Podadoras, ladrillos y un loro son algunos objetos que pierden pasajeros en aeropuerto de Madrid

Podadoras, ladrillos y un loro son algunos objetos que pierden pasajeros en aeropuerto de Madrid

Hacen parte de la lista de 2.000 extravíos mensuales que dejan los viajeros en las dependencias de la terminal aérea.

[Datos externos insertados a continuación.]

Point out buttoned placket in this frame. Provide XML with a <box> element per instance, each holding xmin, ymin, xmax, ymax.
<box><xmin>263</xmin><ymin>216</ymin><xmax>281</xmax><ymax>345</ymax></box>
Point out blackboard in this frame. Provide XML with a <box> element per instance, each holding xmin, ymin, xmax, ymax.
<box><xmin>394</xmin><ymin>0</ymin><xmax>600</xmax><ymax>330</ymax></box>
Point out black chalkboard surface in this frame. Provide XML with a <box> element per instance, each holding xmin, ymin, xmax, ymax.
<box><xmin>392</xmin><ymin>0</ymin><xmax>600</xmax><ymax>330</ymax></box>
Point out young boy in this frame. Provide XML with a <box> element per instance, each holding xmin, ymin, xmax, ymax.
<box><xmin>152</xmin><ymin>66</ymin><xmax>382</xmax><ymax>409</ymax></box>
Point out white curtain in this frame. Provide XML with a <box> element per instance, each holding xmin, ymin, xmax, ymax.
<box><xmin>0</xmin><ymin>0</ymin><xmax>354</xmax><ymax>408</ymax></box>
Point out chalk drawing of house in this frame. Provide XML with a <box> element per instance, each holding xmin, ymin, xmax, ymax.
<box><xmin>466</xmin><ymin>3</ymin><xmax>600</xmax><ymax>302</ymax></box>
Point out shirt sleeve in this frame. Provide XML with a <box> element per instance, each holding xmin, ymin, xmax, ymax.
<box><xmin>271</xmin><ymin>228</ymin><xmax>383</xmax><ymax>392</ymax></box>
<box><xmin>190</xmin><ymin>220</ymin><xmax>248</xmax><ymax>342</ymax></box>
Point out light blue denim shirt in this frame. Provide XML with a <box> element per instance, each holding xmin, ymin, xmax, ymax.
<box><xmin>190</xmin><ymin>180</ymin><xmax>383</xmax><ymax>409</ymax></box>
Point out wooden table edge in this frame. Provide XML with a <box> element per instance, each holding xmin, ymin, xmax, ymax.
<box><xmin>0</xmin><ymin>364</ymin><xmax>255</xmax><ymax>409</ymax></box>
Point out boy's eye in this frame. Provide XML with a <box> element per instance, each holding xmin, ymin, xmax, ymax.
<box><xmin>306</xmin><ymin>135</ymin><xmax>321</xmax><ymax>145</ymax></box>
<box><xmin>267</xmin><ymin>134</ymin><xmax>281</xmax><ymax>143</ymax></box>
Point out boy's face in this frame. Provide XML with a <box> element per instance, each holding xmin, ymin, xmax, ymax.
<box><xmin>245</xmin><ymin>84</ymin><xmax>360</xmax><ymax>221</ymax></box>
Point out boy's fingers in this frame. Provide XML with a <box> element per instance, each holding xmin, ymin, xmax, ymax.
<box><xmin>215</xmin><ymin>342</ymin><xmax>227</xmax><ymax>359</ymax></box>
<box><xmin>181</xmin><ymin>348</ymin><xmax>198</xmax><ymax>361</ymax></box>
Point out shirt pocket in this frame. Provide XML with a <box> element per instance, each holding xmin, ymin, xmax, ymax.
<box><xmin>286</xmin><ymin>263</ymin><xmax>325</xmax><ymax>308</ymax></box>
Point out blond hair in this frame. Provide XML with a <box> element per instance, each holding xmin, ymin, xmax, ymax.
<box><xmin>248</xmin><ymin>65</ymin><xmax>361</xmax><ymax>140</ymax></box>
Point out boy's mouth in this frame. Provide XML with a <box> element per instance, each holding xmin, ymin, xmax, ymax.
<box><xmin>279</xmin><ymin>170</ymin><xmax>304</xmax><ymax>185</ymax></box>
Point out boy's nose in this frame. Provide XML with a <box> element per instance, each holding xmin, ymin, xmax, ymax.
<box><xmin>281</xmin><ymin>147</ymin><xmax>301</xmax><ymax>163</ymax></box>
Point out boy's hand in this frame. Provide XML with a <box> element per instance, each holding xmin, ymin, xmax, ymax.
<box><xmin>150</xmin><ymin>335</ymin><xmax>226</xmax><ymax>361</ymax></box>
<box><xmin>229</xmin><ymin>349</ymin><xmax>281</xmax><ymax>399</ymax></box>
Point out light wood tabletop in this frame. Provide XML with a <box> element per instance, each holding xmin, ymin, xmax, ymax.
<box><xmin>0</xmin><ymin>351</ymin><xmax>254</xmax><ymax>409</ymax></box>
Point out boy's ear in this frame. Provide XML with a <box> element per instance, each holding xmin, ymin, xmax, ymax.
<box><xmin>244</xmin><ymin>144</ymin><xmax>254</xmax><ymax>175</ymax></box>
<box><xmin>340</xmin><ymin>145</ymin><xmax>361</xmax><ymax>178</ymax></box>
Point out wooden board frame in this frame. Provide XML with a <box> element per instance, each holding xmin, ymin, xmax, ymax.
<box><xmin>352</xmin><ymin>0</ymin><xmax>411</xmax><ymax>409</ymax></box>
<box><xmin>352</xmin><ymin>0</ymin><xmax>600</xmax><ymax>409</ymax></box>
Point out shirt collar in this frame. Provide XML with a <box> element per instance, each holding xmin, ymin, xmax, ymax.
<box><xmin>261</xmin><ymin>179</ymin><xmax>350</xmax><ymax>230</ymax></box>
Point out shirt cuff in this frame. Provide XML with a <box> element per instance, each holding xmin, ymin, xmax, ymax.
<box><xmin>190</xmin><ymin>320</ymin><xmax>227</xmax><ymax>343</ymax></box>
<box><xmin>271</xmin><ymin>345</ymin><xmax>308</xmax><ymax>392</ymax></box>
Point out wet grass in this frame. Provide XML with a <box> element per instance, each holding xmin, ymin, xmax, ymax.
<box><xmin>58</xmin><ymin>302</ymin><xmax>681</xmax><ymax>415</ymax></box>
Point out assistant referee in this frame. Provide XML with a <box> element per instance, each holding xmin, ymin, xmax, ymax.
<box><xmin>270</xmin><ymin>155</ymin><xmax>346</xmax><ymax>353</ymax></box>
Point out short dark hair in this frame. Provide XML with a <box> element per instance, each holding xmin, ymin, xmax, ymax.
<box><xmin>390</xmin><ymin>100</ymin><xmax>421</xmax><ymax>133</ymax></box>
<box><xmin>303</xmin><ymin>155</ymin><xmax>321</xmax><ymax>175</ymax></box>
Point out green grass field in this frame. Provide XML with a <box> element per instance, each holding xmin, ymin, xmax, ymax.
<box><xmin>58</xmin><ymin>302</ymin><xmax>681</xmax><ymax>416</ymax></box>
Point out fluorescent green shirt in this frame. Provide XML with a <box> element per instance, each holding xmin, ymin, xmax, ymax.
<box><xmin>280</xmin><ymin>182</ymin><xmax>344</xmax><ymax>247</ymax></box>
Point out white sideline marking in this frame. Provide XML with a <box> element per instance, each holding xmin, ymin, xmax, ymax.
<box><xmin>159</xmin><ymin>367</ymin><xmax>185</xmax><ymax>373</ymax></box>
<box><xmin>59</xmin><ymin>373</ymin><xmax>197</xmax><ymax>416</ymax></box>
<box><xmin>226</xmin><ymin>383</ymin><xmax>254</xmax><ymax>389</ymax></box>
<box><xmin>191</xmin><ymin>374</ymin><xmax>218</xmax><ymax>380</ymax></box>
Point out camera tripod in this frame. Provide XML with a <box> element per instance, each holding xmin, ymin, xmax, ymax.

Hasta bombonas de metano esperan ser reclamadas por su dueño.

03 de diciembre 2009 , 12:00 a.m.

Son los artículos más curiosos que se han encontrado en las terminales del aeropuerto madrileño, aunque los objetos que más se olvidan son cinturones, relojes, pulseras, móviles y ordenadores.

Ana Belén Yáñez es una de las empleadas del Servicio de Seguridad de Barajas y desde hace años está al frente de la oficina de objetos perdidos, donde manifiesta a Efe que normalmente "un 25 por ciento de lo olvidado vuelve a sus dueños".

En el aeropuerto de Madrid el objeto no permanece más de 15 días, aunque este período se puede ampliar a un mes en el caso de que el propietario se haya puesto en contacto con Barajas.

Pasado este tiempo, los artículos se entregan en el servicio de objetos perdidos del Ayuntamiento de Madrid, donde se guardan hasta un máximo de dos años.

En el caso de que los artículos extraviados sean documentos oficiales, se entregan en la comisaria del Cuerpo Nacional de Policía para que contacten con sus dueños.

El Servicio de Información del aeropuerto de Barajas también tiene su papel en el proceso de recuperación de objetos perdidos, ya que, normalmente, todo el que se encuentra algún artículo lo deposita en los mostradores de estas "chaquetas verdes".

"Allí se recoge y se rellena un volante de entrega", explica Laura Santa, Jefa del Proyecto del Servicio de Información, que explica que, en dos rondas diarias, el personal de seguridad pasa a recoger estos artículos por los mostradores.

Sobre el proceso de recuperación de un objeto perdido, Santa especifica que cuando el "supuesto propietario" llega a un mostrador de información tiene que "pasar una serie de pruebas" para confirmar que es suyo.

En el caso de que sea un teléfono móvil, el dueño tiene que encenderlo y marcar su "pin", antes de presentar su documento de identidad y estampar su firma en un formulario con sus datos para recuperarlo.

"Se intenta guardar el objeto lejos de la vista del pasajero", recalca Santa, para que este realice una descripción antes de visualizarlo, con el objetivo de evitar fraudes y de que la gente se pueda apropiar de cosas que no son suyas.

También Laura Santa coincide con la trabajadora del servicio de seguridad al asegurar que los ordenadores portátiles, los móviles y las gafas son los objetos que se extravían son más frecuencia, aunque añade a la lista los excesos de equipaje, de los que se deshacen los viajeros en las terminales para no tener que pagar sobrepeso, y la comida.

Como anécdota curiosa, Santa recuerda que un pasajero perdió 50 décimos del mismo número de la Lotería de Navidad dos días antes del sorteo.

Cuando los recuperó en el mostrador de "chaquetas verdes" se alegró tanto, que quería regalar a sus trabajadores 25 décimos, lo que no aceptaron los empleados, recuerda Santa.

A pesar del tiempo que llevan dedicadas a esta tarea, Laura Santa y Ana Belén Yañez no dejan de sorprenderse. Es difícil entender cómo algunos objetos no son reclamados por sus dueños.

Algunos por su valor, como carteras con dinero, y otros por el servicio que prestan, como los carritos de bebé, ya que ambas
se preguntan: ¿dónde llevarán a los niños después?.